Key index puts Britain ahead of G7 for recovery

Britain’s economic prospects for rest of this year and into 2021 brighter than average for G7 advanced economies

Britain’s economic prospects for the rest of this year and into 2021 are shining brighter than the average for the Group of Seven advanced economies. 

According to the 37-nation club of richer countries, the Organisation for Economic Co-operation and Development (OECD), the UK is scoring 97.4 on a ‘forward looking’ index, against 96.7 for the G7 overall. 

‘It is a positive sign, certainly compared with the sharp slowdown earlier this year,’ said a spokesman for the OECD, although he added that different G7 countries may be at varying points in the business cycle. 

Edging ahead: The UK is scoring 97.4 on a 'forward looking' index, against 96.7 for the G7 overall

Edging ahead: The UK is scoring 97.4 on a ‘forward looking’ index, against 96.7 for the G7 overall

Figures due next week will underline the scale of the damage to the UK economy from the coronavirus crisis. Numbers for the public finances in June are expected to be dire, but by their nature they are backward looking, whereas the OECD’s ‘leading indicator’ seeks to forecast where economies are going, not where they have been. 

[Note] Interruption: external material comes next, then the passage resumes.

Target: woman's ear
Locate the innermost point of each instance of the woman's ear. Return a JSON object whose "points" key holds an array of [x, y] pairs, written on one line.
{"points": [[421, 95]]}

Professor Trevor Williams, of Derby University, said: ‘These OECD figures show that in June the UK’s prospects rebounded more quickly than the average for the G7.’ 

The G7 comprises Britain, the US, France, Italy, Germany, Canada and Japan. Published a few days ago, the indicator plots Britain on an index in which the boom year of 2006 placed it at just over 100. 

In the depths of the financial crisis, it plunged to a little over 95, but this was eclipsed by the crash earlier this year as the pandemic put large parts of the economy into deep freeze and Britain’s reading dropped to just over 91. 

The ‘composite leading indicator’ is designed to look six to nine months into the future. It is made up of six components – a consumer confidence index, confidence indices for manufacturing and services businesses, share prices, short-term interest rates and new car registrations. 

All six are thought to be future facing, in contrast with figures relating to the past such as growth, employment, inflation and retail sales. 

The spokesman warned that the virus may have brought ‘the future’ a little closer than would normally be the case, with the indicators pointing to economic activity that may be imminent rather than months away. 

‘The indicators may perhaps not be as leading as they once were,’ he said. ‘This crisis is so different from crises in the past.’ 

More good news may be on the way on Friday with the Purchasing Managers’ Index for July. 

Howard Archer, chief economic adviser to the Item Club, which uses the Treasury’s computer model for the economy and is sponsored by accountant EY, said the figures ‘may show a bit of an improvement’. 

The index, compiled by information group Markit and the Chartered Institute of Procurement & Supply, showed services dragging down the economy in June, but he added: ‘I hope the lifting of restrictions on July 4 will have allowed the service sector to pick up.’ 

Retail sales for the UK are due on Friday. Peter Dixon, UK economist at Commerzbank, said: ‘The surprising aspect of the figures for May was their strength. This is possibly the result of the partial lifting of lockdown restrictions in the month. I would expect a decent set of retail numbers in June.’